In [None]:
!pip install pyprind

Collecting pyprind
  Downloading PyPrind-2.11.3-py2.py3-none-any.whl (8.4 kB)
Installing collected packages: pyprind
Successfully installed pyprind-2.11.3


In [None]:
import os
import pandas as pd
import numpy as np
import pyprind
import pprint
from sklearn.datasets import make_classification
import pickle
import os
import re
import sqlite3
from sklearn.model_selection import GridSearchCV
from sklearn.pipeline import Pipeline
from sklearn.linear_model import LogisticRegression
from sklearn.feature_extraction.text import TfidfVectorizer
from sklearn.metrics import accuracy_score
from sklearn.feature_extraction.text import HashingVectorizer
from sklearn.linear_model import SGDClassifier

import nltk
from nltk.stem.porter import PorterStemmer
from nltk.corpus import stopwords

from sklearn.feature_extraction.text import CountVectorizer
from sklearn.feature_extraction.text import TfidfTransformer
from sklearn.decomposition import LatentDirichletAllocation

In [None]:
if '/content/drive' not in os.listdir('/content'):
    from google.colab import drive
    drive.mount('/content/drive')

Mounted at /content/drive


In [None]:
basepath = '/content/drive/My Drive/SentimentClassification/aclImdb'

In [None]:
labels = {'pos': 1, 'neg': 0}
pbar = pyprind.ProgBar(50000)  # Adjust this number if necessary based on the number of reviews
df_list = []  # List to store data temporarily

# Process the dataset
for s in ('test', 'train'):
    for l in ('pos', 'neg'):
        path = os.path.join(basepath, s, l)
        for file in sorted(os.listdir(path)):
            with open(os.path.join(path, file), 'r', encoding='utf-8') as infile:
                txt = infile.read()
                df_list.append([txt, labels[l]])
                pbar.update()

df = pd.DataFrame(df_list, columns=['review', 'sentiment'])

print(df.head())

0% [##                            ] 100% | ETA: 02:05:23

                                              review  sentiment
0  Once again Mr.
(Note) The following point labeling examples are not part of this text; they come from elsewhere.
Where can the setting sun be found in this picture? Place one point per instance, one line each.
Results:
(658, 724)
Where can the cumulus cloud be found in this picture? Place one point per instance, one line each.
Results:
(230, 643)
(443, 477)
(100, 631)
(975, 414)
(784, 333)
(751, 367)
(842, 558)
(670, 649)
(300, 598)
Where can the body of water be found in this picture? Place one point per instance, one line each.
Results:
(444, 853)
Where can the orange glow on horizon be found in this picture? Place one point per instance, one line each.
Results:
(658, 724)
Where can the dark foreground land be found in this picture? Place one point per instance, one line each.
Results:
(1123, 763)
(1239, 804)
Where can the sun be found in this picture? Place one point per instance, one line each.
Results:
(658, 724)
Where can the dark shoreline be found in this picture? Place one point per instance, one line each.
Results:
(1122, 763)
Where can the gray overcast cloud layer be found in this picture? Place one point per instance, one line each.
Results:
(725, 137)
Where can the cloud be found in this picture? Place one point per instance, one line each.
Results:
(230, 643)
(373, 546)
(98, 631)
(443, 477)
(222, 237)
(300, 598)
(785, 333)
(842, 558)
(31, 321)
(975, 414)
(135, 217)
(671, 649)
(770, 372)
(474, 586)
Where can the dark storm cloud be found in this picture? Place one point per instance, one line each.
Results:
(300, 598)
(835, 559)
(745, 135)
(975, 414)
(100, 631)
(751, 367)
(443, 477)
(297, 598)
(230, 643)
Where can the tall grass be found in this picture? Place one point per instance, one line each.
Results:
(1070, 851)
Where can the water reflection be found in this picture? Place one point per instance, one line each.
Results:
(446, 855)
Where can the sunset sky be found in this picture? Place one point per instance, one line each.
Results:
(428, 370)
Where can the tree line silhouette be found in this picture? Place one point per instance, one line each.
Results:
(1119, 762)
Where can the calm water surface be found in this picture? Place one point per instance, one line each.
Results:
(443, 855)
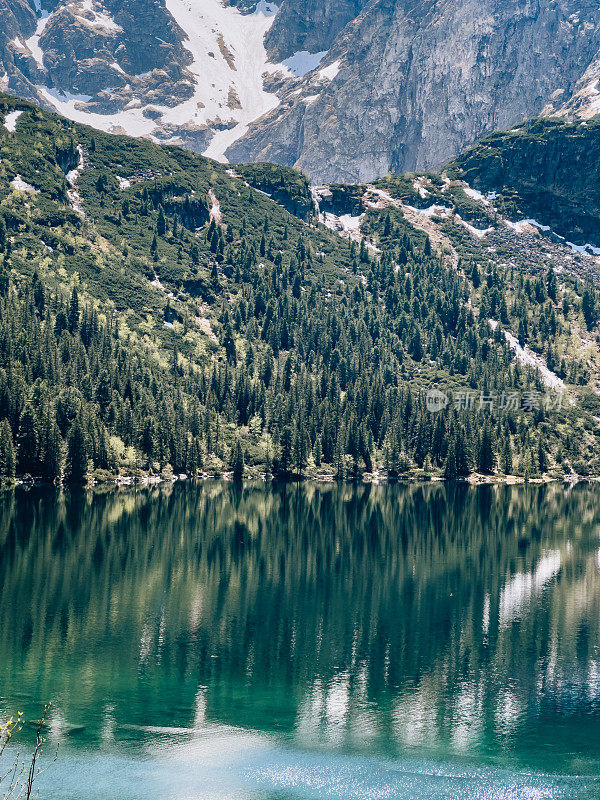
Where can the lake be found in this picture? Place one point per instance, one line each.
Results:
(214, 642)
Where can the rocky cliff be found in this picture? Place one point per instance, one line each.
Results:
(406, 85)
(346, 90)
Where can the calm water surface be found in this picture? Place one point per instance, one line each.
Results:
(212, 642)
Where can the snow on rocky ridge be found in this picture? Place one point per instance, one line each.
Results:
(226, 70)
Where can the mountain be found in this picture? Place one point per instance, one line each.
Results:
(344, 91)
(172, 71)
(162, 312)
(407, 85)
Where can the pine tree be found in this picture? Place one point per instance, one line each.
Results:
(486, 458)
(7, 452)
(28, 442)
(73, 314)
(77, 455)
(237, 460)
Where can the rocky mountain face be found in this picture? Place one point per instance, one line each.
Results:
(181, 71)
(407, 84)
(345, 90)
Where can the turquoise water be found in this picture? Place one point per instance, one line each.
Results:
(306, 642)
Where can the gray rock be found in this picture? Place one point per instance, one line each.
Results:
(418, 81)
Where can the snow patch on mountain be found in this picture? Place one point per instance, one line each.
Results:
(228, 52)
(303, 62)
(227, 73)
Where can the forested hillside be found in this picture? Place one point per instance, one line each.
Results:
(160, 314)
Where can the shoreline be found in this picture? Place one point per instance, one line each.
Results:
(375, 479)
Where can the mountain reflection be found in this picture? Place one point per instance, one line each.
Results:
(451, 620)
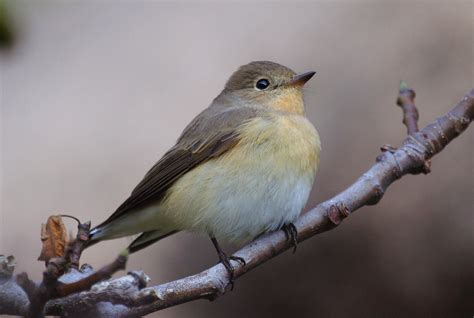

Costner has dragged out a movie...          0
1  First of all, I would like to say that I am a ...          0
2  I'm a huge fan of both Emily Watson (Breaking ...          0
3  I was pulled into this movie early on, much to...          0
4  This tale of the upper-classes getting their c...          0


In [None]:
np.random.seed(0)
df = df.reindex(np.random.permutation(df.index))
df.to_csv('movie_data.csv', index=False, encoding='utf-8')

In [None]:
df = pd.read_csv('movie_data.csv', encoding='utf-8')
df.head(3)

Unnamed: 0,review,sentiment
0,I saw this on sale - NEW - at my local store f...,0
1,"and it's only January, still I'm sure of it!<b...",0
2,This movie is so unreal. French movies like th...,0


In [None]:
df.shape
(50000, 2)

(50000, 2)

In [None]:
docs = np.array([
    'The sun is shining',
    'The weather is sweet',
    'The sun is shining, the weather is sweet, and one and one is two'
])

count = CountVectorizer()

bag = count.fit_transform(docs)

pp = pprint.PrettyPrinter(indent=4) # for better formatting

print("Vocabulary:")
pp.pprint(count.vocabulary_)

print("Feature vectors:")
print(bag.toarray())


Vocabulary:
{   'and': 0,
    'is': 1,
    'one': 2,
    'shining': 3,
    'sun': 4,
    'sweet': 5,
    'the': 6,
    'two': 7,
    'weather': 8}
Feature vectors:
[[0 1 0 1 1 0 1 0 0]
 [0 1 0 0 0 1 1 0 1]
 [2 3 2 1 1 1 2 1 1]]


In [None]:
tfidf = TfidfTransformer(use_idf=True,
                         norm='l2',
                         smooth_idf=True)
np.set_printoptions(precision=2)
print(tfidf.fit_transform(count.fit_transform(docs)).toarray())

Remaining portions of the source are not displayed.